WASHINGTON — The GameStop saga has been portrayed as a victory of the little guy over Wall Street giants but not everyone agrees, including some lawmakers in Washington.

GameStop shares soared 1,600% in January before falling back to earth. Entangled in the drama are massive short-selling hedge funds, a social media message board and ordinary investors wanting in on the hottest new trade, among others. The House Financial Services Committee is ready to dig into the confounding episode at a hearing on Thursday.

The players include a swaggering 34-year-old YouTube personality and GameStop evangelist; one of the richest and most prominent investment tycoons; and the CEO of the online platform Robinhood that hosted a tsunami of speculative GameStop trading but faced intense criticism for restricting trading at the height of the frenzy.

The CEO, Vlad Tenev, is denying speculation from some lawmakers that Robinhood acted to favor its big Wall Street clients when it blocked customers on Jan. 28 from buying shares of GameStop and a dozen other companies. The restrictions lasted in some form for days.

The accusation is that Robinhood changed the rules of the road midway through to favor big clients that stood to lose money if GameStop shares kept rising.

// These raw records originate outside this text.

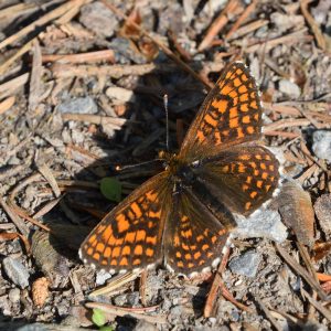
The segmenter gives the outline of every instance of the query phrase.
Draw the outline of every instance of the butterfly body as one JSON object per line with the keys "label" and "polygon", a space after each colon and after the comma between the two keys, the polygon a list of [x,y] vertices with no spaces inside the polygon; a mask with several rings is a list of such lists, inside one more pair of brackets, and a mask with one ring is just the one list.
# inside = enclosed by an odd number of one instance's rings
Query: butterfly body
{"label": "butterfly body", "polygon": [[82,244],[85,263],[108,271],[164,264],[190,275],[218,260],[235,214],[273,197],[278,161],[258,142],[261,107],[243,63],[231,64],[207,95],[164,171],[115,207]]}

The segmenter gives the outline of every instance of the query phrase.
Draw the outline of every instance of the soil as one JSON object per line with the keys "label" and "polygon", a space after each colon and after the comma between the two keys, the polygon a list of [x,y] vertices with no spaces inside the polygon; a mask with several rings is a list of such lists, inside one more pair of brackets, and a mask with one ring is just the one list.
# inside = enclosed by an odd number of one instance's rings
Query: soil
{"label": "soil", "polygon": [[[328,330],[330,54],[324,0],[2,0],[0,329]],[[85,266],[86,235],[162,169],[163,96],[177,152],[234,61],[259,85],[277,197],[238,220],[218,271]]]}

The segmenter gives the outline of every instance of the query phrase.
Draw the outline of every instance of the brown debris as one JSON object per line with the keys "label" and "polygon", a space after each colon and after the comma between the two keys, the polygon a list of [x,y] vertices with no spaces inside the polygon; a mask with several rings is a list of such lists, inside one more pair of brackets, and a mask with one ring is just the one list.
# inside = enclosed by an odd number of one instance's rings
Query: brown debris
{"label": "brown debris", "polygon": [[49,291],[49,280],[46,277],[38,278],[32,284],[32,300],[33,303],[38,307],[45,305],[50,296]]}
{"label": "brown debris", "polygon": [[[330,6],[19,2],[0,1],[0,254],[30,274],[22,290],[1,270],[10,325],[88,328],[98,308],[119,329],[328,328],[331,173],[312,146],[314,131],[331,128]],[[84,266],[82,241],[116,206],[100,193],[103,178],[118,179],[126,196],[163,169],[149,162],[167,145],[163,95],[178,152],[206,92],[238,60],[260,85],[261,140],[281,150],[284,177],[299,184],[282,178],[279,188],[280,220],[296,238],[233,239],[229,258],[260,255],[253,278],[224,260],[193,279],[161,266],[125,275]],[[267,209],[279,217],[275,200]]]}
{"label": "brown debris", "polygon": [[287,182],[278,196],[279,212],[298,241],[307,246],[314,243],[314,214],[310,195],[295,182]]}

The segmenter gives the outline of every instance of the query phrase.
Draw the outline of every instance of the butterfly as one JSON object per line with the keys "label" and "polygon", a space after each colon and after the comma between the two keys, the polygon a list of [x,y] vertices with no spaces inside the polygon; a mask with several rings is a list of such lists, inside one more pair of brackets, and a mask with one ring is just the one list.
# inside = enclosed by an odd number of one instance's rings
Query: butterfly
{"label": "butterfly", "polygon": [[229,64],[209,93],[178,154],[119,203],[83,242],[84,263],[109,273],[163,264],[183,274],[220,261],[235,214],[273,197],[279,163],[260,142],[261,105],[254,77]]}

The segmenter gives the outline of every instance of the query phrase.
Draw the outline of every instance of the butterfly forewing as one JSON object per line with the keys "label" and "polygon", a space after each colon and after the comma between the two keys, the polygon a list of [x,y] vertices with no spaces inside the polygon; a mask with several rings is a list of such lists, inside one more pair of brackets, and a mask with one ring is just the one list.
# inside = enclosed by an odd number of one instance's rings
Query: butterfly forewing
{"label": "butterfly forewing", "polygon": [[138,269],[160,261],[170,206],[171,190],[168,175],[162,172],[105,216],[82,244],[81,258],[113,271]]}
{"label": "butterfly forewing", "polygon": [[194,161],[218,154],[233,145],[258,139],[261,108],[248,68],[235,62],[207,95],[183,141],[180,156]]}
{"label": "butterfly forewing", "polygon": [[278,161],[268,149],[241,145],[206,160],[196,170],[211,194],[232,212],[248,215],[278,186]]}
{"label": "butterfly forewing", "polygon": [[192,274],[220,257],[233,212],[248,215],[277,188],[278,161],[257,140],[261,107],[243,63],[231,64],[197,113],[179,156],[90,233],[81,257],[99,268],[132,270],[166,260]]}

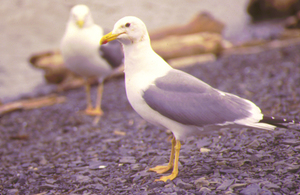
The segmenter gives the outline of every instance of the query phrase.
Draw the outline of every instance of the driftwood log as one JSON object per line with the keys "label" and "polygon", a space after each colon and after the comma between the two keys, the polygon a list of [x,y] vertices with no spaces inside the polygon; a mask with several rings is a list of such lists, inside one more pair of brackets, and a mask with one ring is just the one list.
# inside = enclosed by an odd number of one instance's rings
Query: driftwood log
{"label": "driftwood log", "polygon": [[53,104],[60,104],[65,101],[66,98],[63,96],[48,95],[39,98],[9,102],[0,105],[0,116],[5,113],[16,111],[16,110],[36,109],[40,107],[51,106]]}
{"label": "driftwood log", "polygon": [[282,18],[300,11],[299,0],[250,0],[247,11],[254,21]]}
{"label": "driftwood log", "polygon": [[[153,49],[165,60],[186,59],[187,57],[199,59],[197,55],[206,53],[219,54],[221,52],[224,47],[224,40],[220,34],[223,28],[224,24],[214,19],[210,14],[200,13],[186,25],[167,27],[150,33],[151,43]],[[182,60],[179,61],[181,63],[175,63],[177,67],[183,62]],[[195,60],[189,59],[188,61],[192,62]],[[35,68],[43,69],[46,81],[58,84],[58,91],[77,88],[84,84],[82,78],[66,69],[58,49],[33,54],[29,62]],[[122,74],[121,69],[110,75],[108,79]],[[97,79],[91,78],[90,83],[97,83]]]}
{"label": "driftwood log", "polygon": [[222,34],[225,25],[216,20],[211,14],[201,12],[191,21],[182,26],[170,26],[160,30],[150,32],[151,40],[158,40],[171,35],[187,35],[199,32],[211,32]]}
{"label": "driftwood log", "polygon": [[217,33],[195,33],[168,36],[152,41],[152,48],[165,60],[196,54],[219,54],[223,49],[222,36]]}

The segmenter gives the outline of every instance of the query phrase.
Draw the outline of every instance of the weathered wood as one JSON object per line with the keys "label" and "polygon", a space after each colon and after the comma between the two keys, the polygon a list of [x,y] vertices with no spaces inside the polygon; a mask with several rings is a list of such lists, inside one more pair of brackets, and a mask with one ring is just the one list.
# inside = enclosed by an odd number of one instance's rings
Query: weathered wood
{"label": "weathered wood", "polygon": [[32,98],[28,100],[20,100],[15,102],[9,102],[6,104],[0,105],[0,115],[3,115],[8,112],[13,112],[16,110],[30,110],[41,108],[45,106],[51,106],[54,104],[60,104],[66,101],[66,98],[63,96],[49,95],[39,98]]}
{"label": "weathered wood", "polygon": [[179,36],[199,32],[222,34],[224,26],[225,25],[222,22],[216,20],[211,14],[207,12],[201,12],[185,25],[170,26],[150,32],[150,38],[152,41],[154,41],[171,35]]}
{"label": "weathered wood", "polygon": [[219,54],[223,49],[222,36],[217,33],[169,36],[151,44],[154,51],[165,60],[203,53]]}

“Any allegation that Robinhood acted to help hedge funds or other special interests to the detriment of our customers is absolutely false and market-distorting rhetoric,” Tenev says in written testimony prepared for the hearing. “Our customers are our top priority.”

Tenev reiterated Robinhood’s position that it imposed the trading restrictions solely to meet capital requirements set by regulators.

As they question Tenev and other witnesses, lawmakers and regulators will look for answers about what the GameStop trading frenzy says about the fault lines and potential conflicts in the structure of the market that can hurt unsophisticated investors.

The online GameStop booster, Keith Gill, who goes by Roaring Kitty, plans to tell the lawmakers that he reaped a profit on his investment because he did his homework on the company, and not because he touted the stock to “unwitting investors,” according to his prepared remarks.